Debugging – How to Debug a Binary Format

binarydebugging

I would like to be able to debug building a binary builder. Right now I am basically printing out the input data to the binary parser, and then going deep into the code and printing out the mapping of the input to the output, then taking the output mapping (integers) and using that to locate the corresponding integer in the binary. Pretty clunky, and requires that I modify the source code deeply to get at the mapping between input and output.

It seems like you could view the binary in different variants (in my case I'd like to view it in 8-bit chunks as decimal numbers, because that's pretty close to the input). Actually, some numbers are 16 bit, some 8, some 32, etc. So maybe there would be a way to view the binary with each of these different numbers highlighted in memory in some way.

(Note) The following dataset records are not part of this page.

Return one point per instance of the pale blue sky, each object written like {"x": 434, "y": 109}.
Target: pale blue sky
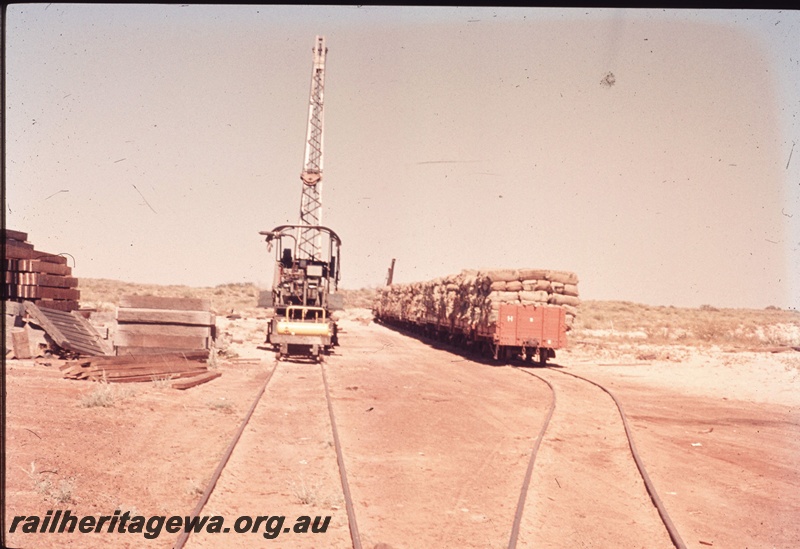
{"x": 152, "y": 143}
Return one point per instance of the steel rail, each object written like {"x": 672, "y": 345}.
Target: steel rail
{"x": 348, "y": 500}
{"x": 651, "y": 490}
{"x": 218, "y": 471}
{"x": 523, "y": 495}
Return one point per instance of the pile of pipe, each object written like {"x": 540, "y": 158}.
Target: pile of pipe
{"x": 472, "y": 298}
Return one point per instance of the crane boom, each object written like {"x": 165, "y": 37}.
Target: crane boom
{"x": 308, "y": 245}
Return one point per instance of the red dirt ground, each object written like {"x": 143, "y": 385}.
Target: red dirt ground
{"x": 435, "y": 445}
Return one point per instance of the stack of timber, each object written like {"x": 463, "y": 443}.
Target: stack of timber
{"x": 40, "y": 277}
{"x": 472, "y": 298}
{"x": 190, "y": 369}
{"x": 154, "y": 325}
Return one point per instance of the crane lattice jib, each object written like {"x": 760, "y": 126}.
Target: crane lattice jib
{"x": 308, "y": 242}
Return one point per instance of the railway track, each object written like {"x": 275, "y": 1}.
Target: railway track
{"x": 586, "y": 450}
{"x": 583, "y": 457}
{"x": 245, "y": 466}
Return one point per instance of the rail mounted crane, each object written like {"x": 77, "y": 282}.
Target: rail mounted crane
{"x": 307, "y": 260}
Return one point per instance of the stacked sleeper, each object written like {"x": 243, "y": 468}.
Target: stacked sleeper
{"x": 472, "y": 299}
{"x": 36, "y": 276}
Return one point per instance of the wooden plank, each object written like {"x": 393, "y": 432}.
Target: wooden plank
{"x": 169, "y": 342}
{"x": 55, "y": 281}
{"x": 193, "y": 356}
{"x": 59, "y": 293}
{"x": 19, "y": 243}
{"x": 22, "y": 347}
{"x": 164, "y": 329}
{"x": 14, "y": 308}
{"x": 133, "y": 379}
{"x": 41, "y": 319}
{"x": 18, "y": 252}
{"x": 164, "y": 316}
{"x": 37, "y": 266}
{"x": 65, "y": 305}
{"x": 22, "y": 291}
{"x": 150, "y": 370}
{"x": 16, "y": 235}
{"x": 196, "y": 380}
{"x": 157, "y": 302}
{"x": 137, "y": 351}
{"x": 68, "y": 331}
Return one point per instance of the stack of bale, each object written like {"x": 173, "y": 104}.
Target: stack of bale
{"x": 473, "y": 298}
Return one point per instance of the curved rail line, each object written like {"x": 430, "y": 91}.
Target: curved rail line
{"x": 512, "y": 542}
{"x": 351, "y": 518}
{"x": 651, "y": 490}
{"x": 348, "y": 500}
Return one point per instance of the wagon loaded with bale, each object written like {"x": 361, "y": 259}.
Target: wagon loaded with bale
{"x": 505, "y": 313}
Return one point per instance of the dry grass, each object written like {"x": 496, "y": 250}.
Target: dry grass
{"x": 702, "y": 326}
{"x": 105, "y": 294}
{"x": 596, "y": 320}
{"x": 105, "y": 394}
{"x": 241, "y": 298}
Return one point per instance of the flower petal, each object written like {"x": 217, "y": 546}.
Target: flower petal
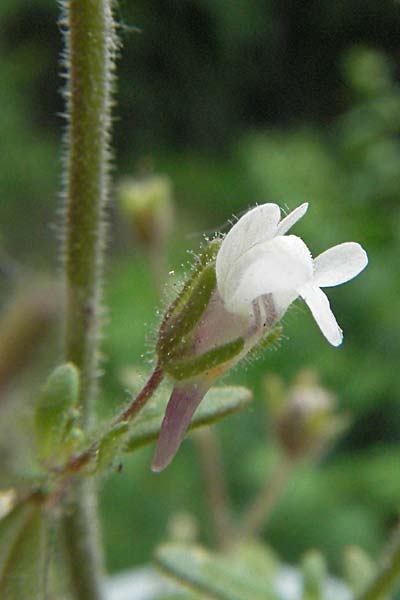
{"x": 283, "y": 264}
{"x": 292, "y": 218}
{"x": 256, "y": 226}
{"x": 319, "y": 305}
{"x": 339, "y": 264}
{"x": 184, "y": 400}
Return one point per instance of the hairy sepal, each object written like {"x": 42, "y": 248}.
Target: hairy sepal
{"x": 209, "y": 361}
{"x": 186, "y": 311}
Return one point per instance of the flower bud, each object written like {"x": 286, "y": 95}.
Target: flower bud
{"x": 304, "y": 418}
{"x": 147, "y": 204}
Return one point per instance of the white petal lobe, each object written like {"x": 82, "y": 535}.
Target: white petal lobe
{"x": 283, "y": 264}
{"x": 256, "y": 226}
{"x": 292, "y": 218}
{"x": 339, "y": 264}
{"x": 319, "y": 305}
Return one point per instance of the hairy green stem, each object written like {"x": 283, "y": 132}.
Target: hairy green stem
{"x": 388, "y": 573}
{"x": 89, "y": 59}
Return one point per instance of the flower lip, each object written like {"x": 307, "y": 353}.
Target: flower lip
{"x": 255, "y": 260}
{"x": 258, "y": 225}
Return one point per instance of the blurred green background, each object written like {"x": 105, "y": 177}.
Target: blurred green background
{"x": 237, "y": 103}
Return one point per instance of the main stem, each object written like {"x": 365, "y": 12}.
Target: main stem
{"x": 90, "y": 48}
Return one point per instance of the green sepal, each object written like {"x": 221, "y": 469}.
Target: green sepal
{"x": 214, "y": 576}
{"x": 191, "y": 367}
{"x": 110, "y": 446}
{"x": 187, "y": 309}
{"x": 267, "y": 341}
{"x": 172, "y": 341}
{"x": 56, "y": 410}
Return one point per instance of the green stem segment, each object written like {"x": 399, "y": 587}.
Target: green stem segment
{"x": 387, "y": 575}
{"x": 89, "y": 59}
{"x": 90, "y": 51}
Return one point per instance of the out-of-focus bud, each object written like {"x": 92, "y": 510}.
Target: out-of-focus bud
{"x": 148, "y": 206}
{"x": 304, "y": 418}
{"x": 368, "y": 71}
{"x": 314, "y": 575}
{"x": 359, "y": 569}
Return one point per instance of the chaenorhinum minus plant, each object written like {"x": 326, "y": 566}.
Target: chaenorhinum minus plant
{"x": 241, "y": 290}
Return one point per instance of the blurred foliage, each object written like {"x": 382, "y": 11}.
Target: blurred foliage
{"x": 237, "y": 103}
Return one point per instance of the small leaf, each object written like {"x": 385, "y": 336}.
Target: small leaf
{"x": 218, "y": 403}
{"x": 214, "y": 576}
{"x": 110, "y": 445}
{"x": 56, "y": 412}
{"x": 22, "y": 545}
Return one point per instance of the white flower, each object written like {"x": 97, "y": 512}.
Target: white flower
{"x": 261, "y": 269}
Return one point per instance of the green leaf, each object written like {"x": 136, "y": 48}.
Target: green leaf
{"x": 185, "y": 369}
{"x": 215, "y": 576}
{"x": 22, "y": 546}
{"x": 110, "y": 446}
{"x": 218, "y": 403}
{"x": 55, "y": 411}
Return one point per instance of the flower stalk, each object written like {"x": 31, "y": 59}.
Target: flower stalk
{"x": 388, "y": 573}
{"x": 89, "y": 59}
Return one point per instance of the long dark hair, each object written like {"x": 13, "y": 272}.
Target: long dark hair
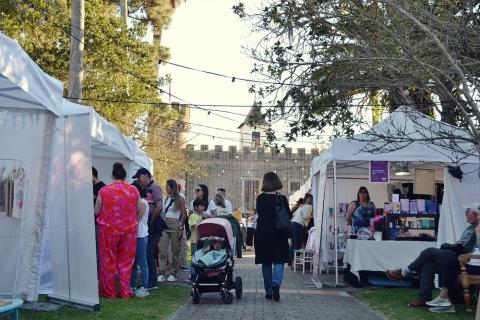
{"x": 204, "y": 194}
{"x": 361, "y": 190}
{"x": 118, "y": 171}
{"x": 271, "y": 182}
{"x": 175, "y": 196}
{"x": 219, "y": 200}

The only way I could see that being possible is if you actually build a visualizer specific to the actual binary format/layout. So it knows where in the sequence the 32 bit numbers should be, and where the 8 bit numbers should be, etc. This is a lot of work and kind of tricky in some situations. So wondering if there's a general way to do it.

I am also wondering what the general way of debugging this type of thing currently is, so maybe I can get some ideas on what to try from that.

Best Answer

For ad-hoc checks, just use a standard hexdump and learn to eyeball it.

If you want to tool up for a proper investigation, I usually write a separate decoder in something like Python - ideally this will be driven directly from a message spec document or IDL, and be as automated as possible (so there's no chance of manually introducing the same bug in both decoders).

Lastly, don't forget you should be writing unit tests for your decoder, using known-correct canned input.